To identify which MCH services delivered by local health departments (LHD) appear associated with reducing differences in Black-White mortality. We used a time-trend design to investigate relationships between change in MCH activities provided by LHDs in 1993 and in 2005 and changes in 1993-2005 Black-White mortality disparities. Secondary data were analyzed for 558 US counties and multi-county districts. Independent variables included the six MCH services provided by LHDs and captured in the 1993 and 2005 NACCHO Profile of Local Public Health Departments surveys.

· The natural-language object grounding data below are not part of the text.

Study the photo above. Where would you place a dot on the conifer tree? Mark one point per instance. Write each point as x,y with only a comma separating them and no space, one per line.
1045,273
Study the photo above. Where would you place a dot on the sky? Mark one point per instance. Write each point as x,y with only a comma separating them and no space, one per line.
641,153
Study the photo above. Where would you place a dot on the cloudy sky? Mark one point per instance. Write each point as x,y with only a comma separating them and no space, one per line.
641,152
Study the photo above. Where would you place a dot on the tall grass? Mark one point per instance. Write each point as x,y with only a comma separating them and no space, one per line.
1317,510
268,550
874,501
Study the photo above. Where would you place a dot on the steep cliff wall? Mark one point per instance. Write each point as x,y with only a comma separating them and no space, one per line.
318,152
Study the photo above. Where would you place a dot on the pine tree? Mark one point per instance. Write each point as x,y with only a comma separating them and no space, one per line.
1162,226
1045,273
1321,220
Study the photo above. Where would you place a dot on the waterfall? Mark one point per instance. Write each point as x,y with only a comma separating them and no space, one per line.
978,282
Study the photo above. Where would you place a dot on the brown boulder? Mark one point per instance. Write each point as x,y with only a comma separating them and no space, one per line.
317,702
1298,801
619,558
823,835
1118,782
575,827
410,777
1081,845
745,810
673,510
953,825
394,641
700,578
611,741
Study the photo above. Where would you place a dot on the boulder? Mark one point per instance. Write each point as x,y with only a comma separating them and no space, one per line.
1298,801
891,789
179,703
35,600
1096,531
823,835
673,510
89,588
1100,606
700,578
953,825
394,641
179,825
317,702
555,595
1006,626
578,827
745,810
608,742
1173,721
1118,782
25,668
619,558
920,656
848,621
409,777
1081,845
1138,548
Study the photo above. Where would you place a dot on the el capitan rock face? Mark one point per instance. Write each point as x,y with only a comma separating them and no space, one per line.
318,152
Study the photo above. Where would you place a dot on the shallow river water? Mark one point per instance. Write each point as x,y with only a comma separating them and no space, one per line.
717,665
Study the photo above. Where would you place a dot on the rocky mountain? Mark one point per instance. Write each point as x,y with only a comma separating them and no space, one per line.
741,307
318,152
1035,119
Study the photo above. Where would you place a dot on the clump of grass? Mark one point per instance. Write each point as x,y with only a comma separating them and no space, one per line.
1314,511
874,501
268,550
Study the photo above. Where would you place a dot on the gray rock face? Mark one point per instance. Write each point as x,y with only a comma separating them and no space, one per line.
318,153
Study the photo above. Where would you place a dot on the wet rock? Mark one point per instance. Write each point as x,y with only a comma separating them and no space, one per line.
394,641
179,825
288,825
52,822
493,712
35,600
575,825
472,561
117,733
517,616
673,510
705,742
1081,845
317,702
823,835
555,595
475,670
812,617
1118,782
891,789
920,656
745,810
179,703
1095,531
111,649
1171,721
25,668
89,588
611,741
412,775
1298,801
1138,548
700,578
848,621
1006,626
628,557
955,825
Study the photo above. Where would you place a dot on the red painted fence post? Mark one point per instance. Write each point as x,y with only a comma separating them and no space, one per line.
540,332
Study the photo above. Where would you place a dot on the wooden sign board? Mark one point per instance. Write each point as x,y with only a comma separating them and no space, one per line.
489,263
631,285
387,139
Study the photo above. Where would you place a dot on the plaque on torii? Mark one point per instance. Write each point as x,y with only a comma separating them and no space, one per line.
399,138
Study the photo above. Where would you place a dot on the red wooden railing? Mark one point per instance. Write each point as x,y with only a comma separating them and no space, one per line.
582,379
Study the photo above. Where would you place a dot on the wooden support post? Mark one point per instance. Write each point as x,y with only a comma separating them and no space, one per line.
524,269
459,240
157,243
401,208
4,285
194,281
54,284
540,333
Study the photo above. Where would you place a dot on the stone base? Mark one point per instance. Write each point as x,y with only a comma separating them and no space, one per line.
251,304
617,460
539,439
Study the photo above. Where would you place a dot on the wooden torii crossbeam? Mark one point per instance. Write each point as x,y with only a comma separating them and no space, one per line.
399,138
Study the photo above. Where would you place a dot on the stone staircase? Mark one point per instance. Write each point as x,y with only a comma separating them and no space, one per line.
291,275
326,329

MCH service variables represented change in each service from 1993 to 2005. Control variables included selected LHD characteristics and county-level socioeconomic, demographic, and health provider resource data. Absolute change in Black and White mortality rates and changes in the mortality disparity "gap" between these rates in 1993 and 2005 were examined as dependent variables. Among the MCH services examined, prenatal care had a significant beneficial relationship with Black all-age mortality change and with reducing the mortality "gap." Family planning services had a beneficial relationship with reducing the mortality "gap" for females in the jurisdictions in the study sample. WIC services indicated the most consistently beneficial relationship with both Black mortality and White mortality change, but these changes did not influence the mortality "gap" during the study period. LHD delivery of family planning and prenatal care by LHDs appears related to reductions in Black-White mortality disparities. Implications of this study suggest the importance of certain MCH services for reducing Black-White mortality disparities.